CDC25B promotes PN divisions independently of CDK interaction (CDC25BCDK-), which implies an unknown substrate. It also induces fast nuclear movement toward the basal side in early G1 independently of CDK. We plan to i) identify new substrates of CDC25B by a proteomic approach and validate them functionally; ii) Define the sub-cellular localization of CDC25B involved in its neurogenic function (HA-tagged-CDC25B CRISPR/Cas9; CDC25B-GFP); iii) Determine if the change in nucleus movement is causal for the change in the mode of division (MoD) (pharmacologic tools and dominant negative form of molecular motors); use RNAseq data to identify the molecular and signaling pathways modified downstream of CDC25BCDK-.

3) Determining whether the population of progenitors is homogeneous with stochastic MoD or heterogeneous with restricted MoD.

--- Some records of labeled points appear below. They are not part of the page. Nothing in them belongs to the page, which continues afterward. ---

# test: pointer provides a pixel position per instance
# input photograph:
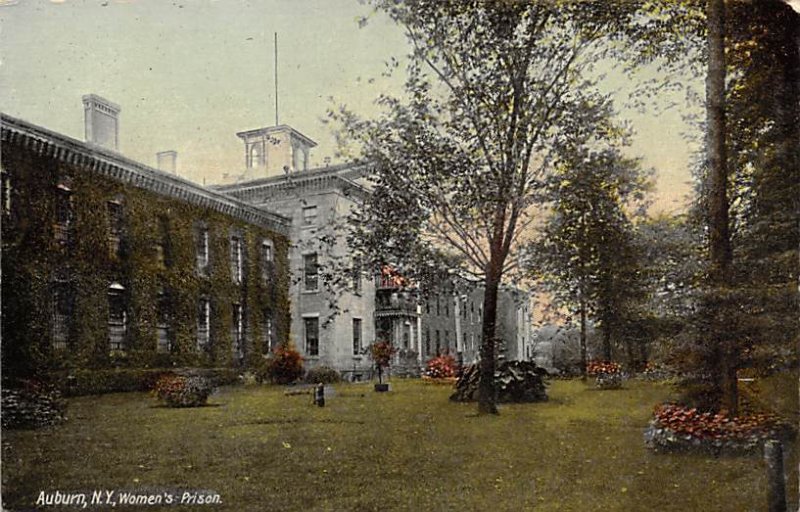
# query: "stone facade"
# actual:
(451, 322)
(332, 317)
(108, 262)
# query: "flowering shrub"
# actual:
(598, 367)
(441, 367)
(608, 380)
(180, 391)
(284, 365)
(33, 405)
(676, 426)
(323, 375)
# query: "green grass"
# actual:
(410, 449)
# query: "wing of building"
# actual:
(111, 263)
(108, 262)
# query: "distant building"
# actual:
(108, 262)
(452, 322)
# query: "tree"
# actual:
(459, 165)
(586, 255)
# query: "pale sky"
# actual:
(190, 74)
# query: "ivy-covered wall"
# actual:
(33, 261)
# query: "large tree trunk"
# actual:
(717, 199)
(607, 341)
(584, 358)
(486, 390)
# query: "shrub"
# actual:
(440, 367)
(181, 391)
(323, 375)
(32, 405)
(515, 381)
(602, 367)
(284, 365)
(381, 353)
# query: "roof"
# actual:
(277, 129)
(331, 177)
(117, 167)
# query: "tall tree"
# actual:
(586, 255)
(459, 165)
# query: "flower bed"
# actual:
(675, 427)
(608, 374)
(449, 381)
(441, 367)
(180, 391)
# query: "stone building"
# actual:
(108, 262)
(332, 309)
(335, 317)
(451, 322)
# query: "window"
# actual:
(237, 333)
(63, 302)
(203, 322)
(312, 336)
(427, 340)
(64, 214)
(115, 225)
(268, 332)
(357, 275)
(201, 249)
(161, 246)
(236, 259)
(117, 317)
(266, 259)
(256, 155)
(356, 336)
(163, 318)
(309, 215)
(5, 192)
(310, 272)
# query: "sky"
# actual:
(189, 74)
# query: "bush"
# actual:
(181, 391)
(283, 366)
(440, 367)
(515, 381)
(602, 367)
(80, 381)
(323, 375)
(32, 405)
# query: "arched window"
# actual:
(256, 156)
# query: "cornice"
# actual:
(337, 177)
(104, 162)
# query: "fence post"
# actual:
(776, 483)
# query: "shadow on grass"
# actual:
(165, 406)
(295, 421)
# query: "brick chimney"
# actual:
(101, 118)
(167, 161)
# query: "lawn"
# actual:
(410, 449)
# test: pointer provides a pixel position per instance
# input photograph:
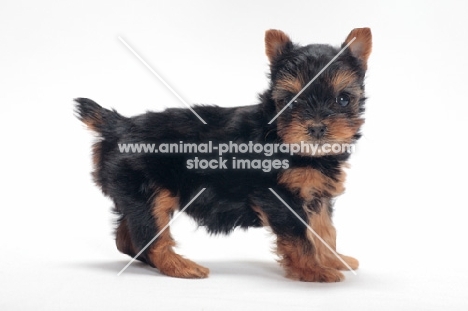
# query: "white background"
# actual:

Our data suggest that CDC25B expression in the NPCs acts as a maturating factor, inducing a progressive shift from proliferative (PP) to neurogenic (PN, NN) divisions. if the prevalent scenario is that NPCs constitute a homogeneous population with stochastic MoD, theoretical work performed by partner 2 sustains an alternative hypothesis where NPCs issued from a PN division lose their proliferative capacity, and thereafter produce only PN and NN divisions, but no more PP divisions. Preliminary modeling results indicate that the two models can be discriminated when considering the distribution of progenitors/neurons’ content within clones. We will perform theoretical clonal estimations and compare them to experimental clonal analyses to discriminate between models. Data obtained from the two first objectives will also fuel the model.
We expect to uncover a novel mechanism controlling the transition between NPCs maintenance and differentiation, which most likely will be applicable to other stem cells including human neural stem cells.